Juro que, quando começou essa viagem de novo normal, eu pensei que se tratava da construção de uma realidade diferente. Hoje, nos diversos setores que foram liberados para a convivência social, fica valendo aquela frase da época de Napoleão: “Tudo como dantes no quartel de Abrantes”.

Reconheço que o virtual se aproximou do cotidiano. E isso é tudo. Aumentaram o home office, as ligações telefônicas por meio de vídeo, live disso, live daquilo, aula por videoconferência, todas essas inovações que já líamos nos quadrinhos de ficção científica dos Jetsons. Há alguns anos, convém deixar esclarecido, essas novidades tecnológicas já estavam aí para quem quisesse usar.
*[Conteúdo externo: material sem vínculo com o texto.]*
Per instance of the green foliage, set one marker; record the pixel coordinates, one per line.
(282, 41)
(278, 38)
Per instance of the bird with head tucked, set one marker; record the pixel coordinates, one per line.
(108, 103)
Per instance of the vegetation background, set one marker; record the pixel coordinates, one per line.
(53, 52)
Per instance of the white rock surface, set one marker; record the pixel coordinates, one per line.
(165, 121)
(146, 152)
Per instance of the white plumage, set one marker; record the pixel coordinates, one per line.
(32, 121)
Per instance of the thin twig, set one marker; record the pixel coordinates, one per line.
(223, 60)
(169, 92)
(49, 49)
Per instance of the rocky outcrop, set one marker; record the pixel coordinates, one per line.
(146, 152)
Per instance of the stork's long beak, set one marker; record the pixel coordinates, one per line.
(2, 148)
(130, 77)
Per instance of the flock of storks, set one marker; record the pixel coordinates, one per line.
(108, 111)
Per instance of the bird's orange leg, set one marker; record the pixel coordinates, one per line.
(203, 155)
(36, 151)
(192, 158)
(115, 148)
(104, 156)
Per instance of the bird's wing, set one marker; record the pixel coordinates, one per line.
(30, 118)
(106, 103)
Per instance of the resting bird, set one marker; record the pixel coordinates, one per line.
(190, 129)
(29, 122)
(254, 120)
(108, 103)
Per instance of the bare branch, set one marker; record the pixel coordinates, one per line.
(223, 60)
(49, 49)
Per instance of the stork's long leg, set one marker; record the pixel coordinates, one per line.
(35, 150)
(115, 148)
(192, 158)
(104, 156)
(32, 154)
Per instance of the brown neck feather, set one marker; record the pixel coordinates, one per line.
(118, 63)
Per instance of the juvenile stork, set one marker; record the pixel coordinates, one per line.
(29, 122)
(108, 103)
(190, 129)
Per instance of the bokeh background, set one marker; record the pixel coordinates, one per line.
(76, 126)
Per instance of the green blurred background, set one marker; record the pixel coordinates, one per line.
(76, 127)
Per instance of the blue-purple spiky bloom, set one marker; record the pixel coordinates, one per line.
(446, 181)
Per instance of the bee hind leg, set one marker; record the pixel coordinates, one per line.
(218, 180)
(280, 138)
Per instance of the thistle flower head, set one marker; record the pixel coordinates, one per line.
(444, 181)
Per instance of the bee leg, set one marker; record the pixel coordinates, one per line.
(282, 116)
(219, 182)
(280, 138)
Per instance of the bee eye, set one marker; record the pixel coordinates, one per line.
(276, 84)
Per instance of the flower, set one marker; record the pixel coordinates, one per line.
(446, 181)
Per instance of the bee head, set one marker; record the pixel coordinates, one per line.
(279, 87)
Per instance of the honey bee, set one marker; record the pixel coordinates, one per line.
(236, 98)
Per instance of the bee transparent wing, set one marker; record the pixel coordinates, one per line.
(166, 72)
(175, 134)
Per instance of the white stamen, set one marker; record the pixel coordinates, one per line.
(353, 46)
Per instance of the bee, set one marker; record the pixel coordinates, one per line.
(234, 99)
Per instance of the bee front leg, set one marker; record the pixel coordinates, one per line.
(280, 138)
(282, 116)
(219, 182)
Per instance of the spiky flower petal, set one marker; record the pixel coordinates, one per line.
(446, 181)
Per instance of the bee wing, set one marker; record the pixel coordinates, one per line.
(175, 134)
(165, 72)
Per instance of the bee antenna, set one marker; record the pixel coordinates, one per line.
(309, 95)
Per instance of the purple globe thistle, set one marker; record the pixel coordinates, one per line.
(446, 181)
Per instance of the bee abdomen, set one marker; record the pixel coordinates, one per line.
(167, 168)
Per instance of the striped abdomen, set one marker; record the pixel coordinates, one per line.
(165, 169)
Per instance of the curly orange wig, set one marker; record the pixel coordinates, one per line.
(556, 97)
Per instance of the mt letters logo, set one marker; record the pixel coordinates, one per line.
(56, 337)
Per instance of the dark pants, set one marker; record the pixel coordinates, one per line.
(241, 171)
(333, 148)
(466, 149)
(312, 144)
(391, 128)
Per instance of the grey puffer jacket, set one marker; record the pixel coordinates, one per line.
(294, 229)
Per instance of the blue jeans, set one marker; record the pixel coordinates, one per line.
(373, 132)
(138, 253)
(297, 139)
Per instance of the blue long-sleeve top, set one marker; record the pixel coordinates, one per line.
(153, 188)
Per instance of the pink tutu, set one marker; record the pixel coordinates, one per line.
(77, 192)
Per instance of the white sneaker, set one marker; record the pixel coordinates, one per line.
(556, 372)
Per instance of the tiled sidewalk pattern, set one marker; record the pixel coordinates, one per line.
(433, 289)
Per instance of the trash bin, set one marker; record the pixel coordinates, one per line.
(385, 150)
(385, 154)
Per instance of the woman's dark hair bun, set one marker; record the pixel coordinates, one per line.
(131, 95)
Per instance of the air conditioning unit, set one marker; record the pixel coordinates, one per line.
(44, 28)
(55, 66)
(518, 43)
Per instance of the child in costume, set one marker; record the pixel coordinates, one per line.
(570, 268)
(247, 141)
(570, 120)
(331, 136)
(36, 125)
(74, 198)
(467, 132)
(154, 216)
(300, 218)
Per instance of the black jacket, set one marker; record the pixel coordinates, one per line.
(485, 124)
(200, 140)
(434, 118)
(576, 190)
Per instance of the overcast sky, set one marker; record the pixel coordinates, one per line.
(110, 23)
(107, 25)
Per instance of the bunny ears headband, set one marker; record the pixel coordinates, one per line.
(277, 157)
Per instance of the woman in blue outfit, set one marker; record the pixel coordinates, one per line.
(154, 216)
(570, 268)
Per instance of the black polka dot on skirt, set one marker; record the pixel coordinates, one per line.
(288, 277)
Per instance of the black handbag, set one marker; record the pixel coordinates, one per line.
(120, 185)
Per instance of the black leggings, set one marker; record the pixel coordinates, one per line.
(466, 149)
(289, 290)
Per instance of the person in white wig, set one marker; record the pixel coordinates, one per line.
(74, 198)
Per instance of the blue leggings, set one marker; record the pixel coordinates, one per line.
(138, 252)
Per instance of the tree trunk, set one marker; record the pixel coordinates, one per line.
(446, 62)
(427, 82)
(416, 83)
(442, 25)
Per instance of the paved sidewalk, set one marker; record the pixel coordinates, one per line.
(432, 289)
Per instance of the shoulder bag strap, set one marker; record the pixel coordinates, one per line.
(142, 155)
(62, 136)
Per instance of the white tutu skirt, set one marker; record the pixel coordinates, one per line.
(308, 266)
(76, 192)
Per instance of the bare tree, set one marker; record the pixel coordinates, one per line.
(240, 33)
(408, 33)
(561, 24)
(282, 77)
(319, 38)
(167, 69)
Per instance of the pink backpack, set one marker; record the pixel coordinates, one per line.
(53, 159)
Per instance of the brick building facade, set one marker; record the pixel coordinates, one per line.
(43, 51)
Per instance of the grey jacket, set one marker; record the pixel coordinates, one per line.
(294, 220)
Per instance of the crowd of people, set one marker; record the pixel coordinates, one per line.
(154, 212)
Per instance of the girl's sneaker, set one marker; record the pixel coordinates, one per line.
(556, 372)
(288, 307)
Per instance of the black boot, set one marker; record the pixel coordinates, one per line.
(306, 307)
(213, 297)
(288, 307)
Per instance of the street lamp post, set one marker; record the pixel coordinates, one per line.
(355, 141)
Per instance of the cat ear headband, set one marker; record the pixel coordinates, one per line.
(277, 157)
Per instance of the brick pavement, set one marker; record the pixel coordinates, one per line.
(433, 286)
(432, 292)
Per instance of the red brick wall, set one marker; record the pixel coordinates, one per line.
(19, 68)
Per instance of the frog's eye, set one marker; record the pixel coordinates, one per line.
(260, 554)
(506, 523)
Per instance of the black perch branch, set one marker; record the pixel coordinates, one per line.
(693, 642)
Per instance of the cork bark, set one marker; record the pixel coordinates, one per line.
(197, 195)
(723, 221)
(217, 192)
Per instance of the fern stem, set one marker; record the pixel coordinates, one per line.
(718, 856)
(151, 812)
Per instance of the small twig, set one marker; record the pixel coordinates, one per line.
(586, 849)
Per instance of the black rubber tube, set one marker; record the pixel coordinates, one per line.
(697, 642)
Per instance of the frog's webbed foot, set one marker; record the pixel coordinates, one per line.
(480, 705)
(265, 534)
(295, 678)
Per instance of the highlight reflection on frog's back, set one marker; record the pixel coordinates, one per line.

A não ser que se pretenda dizer que o aumento (repetindo: o aumento) do uso das plataformas digitais é o novo normal, ainda assim, vamos combinar, é uma narrativa forçada. Coisa de marketing. Tipo criar uma nova situação de mercado. É história para boi dormir. Lenga-lenga.

Em termos de comportamento sanitário, também não vejo grandes alterações na sociedade. Por exemplo, as aglomerações proliferam, em desrespeito às normas de distanciamento recomendadas pelas autoridades de saúde. Aglomeração, sim, como antes da pandemia. Velho normal.

É certo que muita gente adquiriu o hábito de usar máscaras, outras comungam com a necessidade do álcool gel, ou ambas as coisas. Mas, também, o que se vê, é que grande parte das pessoas tem preocupação zero em relação aos cuidados com a contaminação. Desrespeito total às autoridades sanitárias. Desrespeito, sim, como antes da pandemia. Velho normal.

Enquanto isso, a sobrevivência, a continuidade da vida, e a segurança da humanidade continuam ameaçadas. O vírus ainda está aí rondando o nosso cotidiano. Não dá para chamar de normal se não existe um comportamento comum para ser apresentado como unidade. E se não há novidade, elementar, meu caro Watson, não existe nada de novo.

Novo normal, para mim, é uma questão de reciprocidade. Enquanto nós não nos perguntarmos a nós mesmo o que há no outro que eu identifico em mim, enquanto não for possível essa resposta, essa relação de irmandade, esqueça o papo.

Fica difícil de estabelecermos um novo momento e uma nova época sem a cumplicidade fraterna. E nós estamos precisando mesmo de um novo normal, pautado pela solidariedade, pelo amor ao próximo. Somente nesse caso, faria sentido falarmos de setembro como mês de renascimento, de empatia, de reinícios.

Inclusive a música de Beto Guedes propõe isso: “Já choramos muito. Muitos se perderam no caminho. Mesmo assim não custa inventar uma nova canção”.